Author Ariane Ollier-Malaterre presents her book 'Living with digital surveillance in China. Citizens narratives on tech, privacy, and governance' in this event chaired by Lau Affiliate, Una Aleksandra Bērziņa-Čerenkova, Riga Stradins University.

This is an online event only.

Speakers

Ariane Ollier-Malaterre, Ph.D., is a Management Professor and the Canada Research Chair in Digital Regulation at Work at the University of Quebec in Montreal (ESG-UQAM). Her research examines digital technologies and the boundaries between work and life across different national contexts. She has co-authored over 75 chapters and articles in management, sociology, psychology, and information systems journals. She co-chairs the Technology, Work and Family research community of the Work and Family Researchers Network and has received the Kanter Award for Excellence in Work-Family Research.

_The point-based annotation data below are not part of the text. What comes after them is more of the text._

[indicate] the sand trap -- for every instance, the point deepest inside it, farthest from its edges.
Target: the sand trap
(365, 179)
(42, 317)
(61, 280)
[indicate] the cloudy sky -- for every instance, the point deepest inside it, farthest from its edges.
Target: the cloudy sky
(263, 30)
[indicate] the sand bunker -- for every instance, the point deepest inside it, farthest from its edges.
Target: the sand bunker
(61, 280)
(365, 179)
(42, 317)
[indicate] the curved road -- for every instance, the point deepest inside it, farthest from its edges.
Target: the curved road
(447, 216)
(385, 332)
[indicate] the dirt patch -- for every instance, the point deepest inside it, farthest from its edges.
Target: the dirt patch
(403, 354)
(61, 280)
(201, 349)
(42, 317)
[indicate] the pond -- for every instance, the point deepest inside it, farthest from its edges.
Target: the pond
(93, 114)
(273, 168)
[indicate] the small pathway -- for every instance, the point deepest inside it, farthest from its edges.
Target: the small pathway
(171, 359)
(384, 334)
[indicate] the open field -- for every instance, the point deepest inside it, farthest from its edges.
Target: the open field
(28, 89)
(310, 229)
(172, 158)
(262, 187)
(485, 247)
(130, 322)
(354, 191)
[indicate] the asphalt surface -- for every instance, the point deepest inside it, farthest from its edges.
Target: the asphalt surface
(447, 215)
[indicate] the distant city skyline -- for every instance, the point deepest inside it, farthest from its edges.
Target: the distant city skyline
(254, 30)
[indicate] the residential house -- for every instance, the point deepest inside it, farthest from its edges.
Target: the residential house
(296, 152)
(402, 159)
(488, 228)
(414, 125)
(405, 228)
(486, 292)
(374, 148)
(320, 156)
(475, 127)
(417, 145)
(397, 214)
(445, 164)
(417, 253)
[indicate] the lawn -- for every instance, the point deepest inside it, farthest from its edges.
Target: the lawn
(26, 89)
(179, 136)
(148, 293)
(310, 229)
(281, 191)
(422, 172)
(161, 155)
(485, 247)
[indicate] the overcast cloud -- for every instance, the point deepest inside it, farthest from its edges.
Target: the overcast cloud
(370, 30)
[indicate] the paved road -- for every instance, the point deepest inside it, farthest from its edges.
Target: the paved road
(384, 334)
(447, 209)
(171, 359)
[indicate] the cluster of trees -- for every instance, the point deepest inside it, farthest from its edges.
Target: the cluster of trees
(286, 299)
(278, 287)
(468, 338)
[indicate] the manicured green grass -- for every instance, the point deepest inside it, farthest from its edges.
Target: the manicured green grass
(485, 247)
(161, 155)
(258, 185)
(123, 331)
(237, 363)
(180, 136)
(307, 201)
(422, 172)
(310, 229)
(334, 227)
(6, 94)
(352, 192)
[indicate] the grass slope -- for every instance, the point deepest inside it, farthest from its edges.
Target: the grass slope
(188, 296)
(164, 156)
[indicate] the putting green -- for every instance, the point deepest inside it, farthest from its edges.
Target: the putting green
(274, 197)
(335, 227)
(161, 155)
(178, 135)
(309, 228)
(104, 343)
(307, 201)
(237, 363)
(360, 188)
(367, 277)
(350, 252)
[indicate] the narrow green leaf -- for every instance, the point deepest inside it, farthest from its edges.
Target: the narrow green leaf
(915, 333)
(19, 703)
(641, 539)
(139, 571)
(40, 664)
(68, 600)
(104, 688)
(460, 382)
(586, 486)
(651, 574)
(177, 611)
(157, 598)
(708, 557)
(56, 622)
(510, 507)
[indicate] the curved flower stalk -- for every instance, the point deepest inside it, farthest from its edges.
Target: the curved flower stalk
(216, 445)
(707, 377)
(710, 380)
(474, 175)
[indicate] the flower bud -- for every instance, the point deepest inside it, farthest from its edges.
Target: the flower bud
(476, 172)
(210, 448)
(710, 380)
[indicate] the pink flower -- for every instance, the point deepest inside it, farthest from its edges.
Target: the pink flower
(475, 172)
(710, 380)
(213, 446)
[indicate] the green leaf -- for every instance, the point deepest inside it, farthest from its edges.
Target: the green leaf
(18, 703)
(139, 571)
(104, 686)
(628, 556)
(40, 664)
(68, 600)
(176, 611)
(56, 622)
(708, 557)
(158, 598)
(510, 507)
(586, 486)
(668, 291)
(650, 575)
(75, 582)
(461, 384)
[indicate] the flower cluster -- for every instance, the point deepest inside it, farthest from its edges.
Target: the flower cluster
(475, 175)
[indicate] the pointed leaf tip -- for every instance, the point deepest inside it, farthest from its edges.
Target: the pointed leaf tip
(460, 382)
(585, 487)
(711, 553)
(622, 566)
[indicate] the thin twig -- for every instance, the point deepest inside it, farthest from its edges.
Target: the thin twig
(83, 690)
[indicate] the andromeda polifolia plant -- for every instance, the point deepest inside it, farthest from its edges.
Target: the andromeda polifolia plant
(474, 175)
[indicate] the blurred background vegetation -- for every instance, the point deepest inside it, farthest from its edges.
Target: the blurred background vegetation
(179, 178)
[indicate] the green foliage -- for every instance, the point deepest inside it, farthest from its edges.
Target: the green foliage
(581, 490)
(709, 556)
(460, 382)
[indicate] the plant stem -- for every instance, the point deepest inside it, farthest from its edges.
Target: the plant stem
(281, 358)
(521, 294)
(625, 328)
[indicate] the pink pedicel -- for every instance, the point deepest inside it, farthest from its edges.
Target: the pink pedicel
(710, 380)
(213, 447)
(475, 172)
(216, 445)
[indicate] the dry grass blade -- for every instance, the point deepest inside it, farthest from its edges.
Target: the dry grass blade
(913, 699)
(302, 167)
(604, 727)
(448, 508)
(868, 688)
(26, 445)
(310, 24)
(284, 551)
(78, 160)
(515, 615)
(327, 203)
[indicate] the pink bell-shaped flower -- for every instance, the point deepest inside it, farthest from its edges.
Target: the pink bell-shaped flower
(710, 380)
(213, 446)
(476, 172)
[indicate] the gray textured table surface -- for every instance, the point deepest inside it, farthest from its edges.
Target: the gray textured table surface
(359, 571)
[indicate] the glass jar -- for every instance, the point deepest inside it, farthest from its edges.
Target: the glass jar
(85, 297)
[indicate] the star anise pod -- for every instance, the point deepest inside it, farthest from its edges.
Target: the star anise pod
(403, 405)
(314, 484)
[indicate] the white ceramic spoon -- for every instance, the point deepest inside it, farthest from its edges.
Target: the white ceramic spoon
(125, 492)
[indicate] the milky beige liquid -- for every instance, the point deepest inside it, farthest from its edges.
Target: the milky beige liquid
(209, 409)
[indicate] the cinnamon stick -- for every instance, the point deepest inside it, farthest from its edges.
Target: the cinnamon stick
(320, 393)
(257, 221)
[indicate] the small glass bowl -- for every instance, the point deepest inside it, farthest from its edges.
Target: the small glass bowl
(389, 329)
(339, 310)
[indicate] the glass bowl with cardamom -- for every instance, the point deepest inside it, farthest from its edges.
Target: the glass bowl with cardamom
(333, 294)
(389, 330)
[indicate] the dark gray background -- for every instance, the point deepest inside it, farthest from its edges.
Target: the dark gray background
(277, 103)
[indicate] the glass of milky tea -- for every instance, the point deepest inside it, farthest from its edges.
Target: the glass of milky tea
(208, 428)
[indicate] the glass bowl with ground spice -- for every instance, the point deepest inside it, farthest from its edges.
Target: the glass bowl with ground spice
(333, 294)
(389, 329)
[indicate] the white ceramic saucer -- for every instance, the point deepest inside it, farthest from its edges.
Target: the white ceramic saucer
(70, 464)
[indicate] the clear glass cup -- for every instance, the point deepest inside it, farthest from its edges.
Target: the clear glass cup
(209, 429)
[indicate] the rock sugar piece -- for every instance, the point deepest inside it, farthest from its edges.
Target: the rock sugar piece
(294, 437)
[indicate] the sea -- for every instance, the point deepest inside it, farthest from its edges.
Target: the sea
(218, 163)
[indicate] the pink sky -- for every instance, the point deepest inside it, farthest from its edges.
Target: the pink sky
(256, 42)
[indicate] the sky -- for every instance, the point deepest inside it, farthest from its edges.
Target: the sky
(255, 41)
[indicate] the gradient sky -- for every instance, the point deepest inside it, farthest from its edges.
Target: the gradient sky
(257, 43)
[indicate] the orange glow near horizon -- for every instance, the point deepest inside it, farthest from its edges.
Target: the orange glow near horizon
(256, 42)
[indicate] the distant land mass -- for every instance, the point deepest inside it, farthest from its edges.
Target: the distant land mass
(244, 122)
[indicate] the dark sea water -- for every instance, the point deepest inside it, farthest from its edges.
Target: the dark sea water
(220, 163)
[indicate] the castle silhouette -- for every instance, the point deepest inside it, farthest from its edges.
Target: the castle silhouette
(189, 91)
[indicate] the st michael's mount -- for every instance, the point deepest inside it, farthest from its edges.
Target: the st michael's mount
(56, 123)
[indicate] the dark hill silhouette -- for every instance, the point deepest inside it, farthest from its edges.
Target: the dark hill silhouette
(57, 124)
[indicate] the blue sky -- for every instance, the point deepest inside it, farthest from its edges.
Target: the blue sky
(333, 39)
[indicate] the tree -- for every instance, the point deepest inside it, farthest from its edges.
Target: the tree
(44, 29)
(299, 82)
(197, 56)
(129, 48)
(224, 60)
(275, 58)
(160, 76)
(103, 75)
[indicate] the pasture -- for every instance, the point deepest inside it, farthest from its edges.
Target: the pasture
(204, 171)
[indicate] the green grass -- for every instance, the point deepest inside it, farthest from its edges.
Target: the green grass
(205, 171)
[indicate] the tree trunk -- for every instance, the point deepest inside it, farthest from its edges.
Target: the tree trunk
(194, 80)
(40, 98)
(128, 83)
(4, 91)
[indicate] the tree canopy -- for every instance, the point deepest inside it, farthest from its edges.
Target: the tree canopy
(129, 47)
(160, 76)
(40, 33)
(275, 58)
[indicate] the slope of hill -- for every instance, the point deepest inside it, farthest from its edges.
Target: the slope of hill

Una Aleksandra Bērziņa-Čerenkova is Head of the Political Science PhD programme and China Studies Centre at Riga Stradins University, and Head of the Asia Programme at the Latvian Institute of International Affairs. She has held a fellowship at Fudan University and a Fulbright scholarship at Stanford University, and is affiliated with King’s College London and MERICS. She is the author of Perfect Imbalance: China and Russia (World Scientific 2022), and publishes on PRC political discourse, contemporary Chinese ideology, EU-China relations, Russia-China, and BRI.